Materialism, Self-Esteem, Cows, Birds

nadim February 6th, 2008

bird-2.jpgThe Science Blog has recently published an interesting study showing a direct correlation between levels of materialism and self-esteem in youth. The article asserts that positive reinforcement and peer acceptance increases self-esteem, with the result being a proportional decrease in attachment to material goods.

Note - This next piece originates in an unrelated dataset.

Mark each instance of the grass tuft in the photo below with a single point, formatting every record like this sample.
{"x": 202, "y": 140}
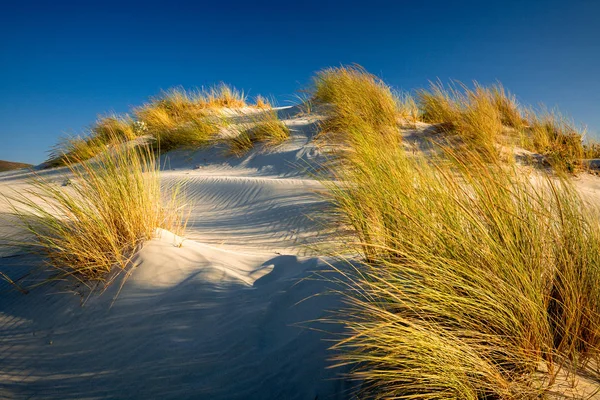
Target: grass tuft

While this may be true in time-boxed studies like the one described, I can’t imagine that the solution is anything more than temporary. We all know that life doesn’t provide us with an endless supply of positive reinforcement - or to use the old cliché - life has it’s ups and downs. Perhaps, for a more lasting effect, we should expend our energy on educating youth (and adults for that matter) on the true worth of material possessions:

Consider ye! No matter how much man gains wealth, riches and opulence in this world, he will not become as independent as a cow. For these fattened cows roam freely over the vast tableland. All the prairies and meadows are theirs for grazing, and all the springs and rivers are theirs for drinking! No matter how much they graze, the fields will not be exhausted! It is evident that they have earned these material bounties with the utmost facility.

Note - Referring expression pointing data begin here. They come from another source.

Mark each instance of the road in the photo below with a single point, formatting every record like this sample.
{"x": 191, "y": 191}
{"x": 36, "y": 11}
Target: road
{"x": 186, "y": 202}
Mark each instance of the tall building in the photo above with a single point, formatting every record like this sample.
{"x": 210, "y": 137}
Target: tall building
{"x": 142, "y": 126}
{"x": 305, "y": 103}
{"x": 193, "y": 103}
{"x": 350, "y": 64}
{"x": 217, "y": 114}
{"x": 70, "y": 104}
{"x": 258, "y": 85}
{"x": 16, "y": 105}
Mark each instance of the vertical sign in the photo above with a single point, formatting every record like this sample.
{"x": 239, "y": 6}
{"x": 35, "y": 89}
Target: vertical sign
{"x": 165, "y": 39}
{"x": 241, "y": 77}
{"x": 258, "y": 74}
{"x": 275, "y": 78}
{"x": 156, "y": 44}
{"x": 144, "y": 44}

Still more ideal than this life is the life of the bird. A bird, on the summit of a mountain, on the high, waving branches, has built for itself a nest more beautiful than the palaces of the kings! The air is in the utmost purity, the water cool and clear as crystal, the panorama charming and enchanting. In such glorious surroundings, he expends his numbered days. All the harvests of the plain are his possessions, having earned all this wealth without the least labor. Hence, no matter how much man may advance in this world, he shall not attain to the station of this bird! Thus it becomes evident that in the matters of this world, however much man may strive and work to the point of death, he will be unable to earn the abundance, the freedom and the independent life of a small bird. This proves and establishes the fact that man is not created for the life of this ephemeral world — nay, rather, is he created for the acquirement of infinite perfections, for the attainment to the sublimity of the world of humanity, to be drawn nigh unto the divine threshold, and to sit on the throne of everlasting sovereignty!

(Abdu’l-Baha, Tablets of the Divine Plan, p. 44)

It’s hard to accept, but neither the Rolex nor the surround sound system nor the fancy new SUV will ever bring us the material success of the little guy in the picture!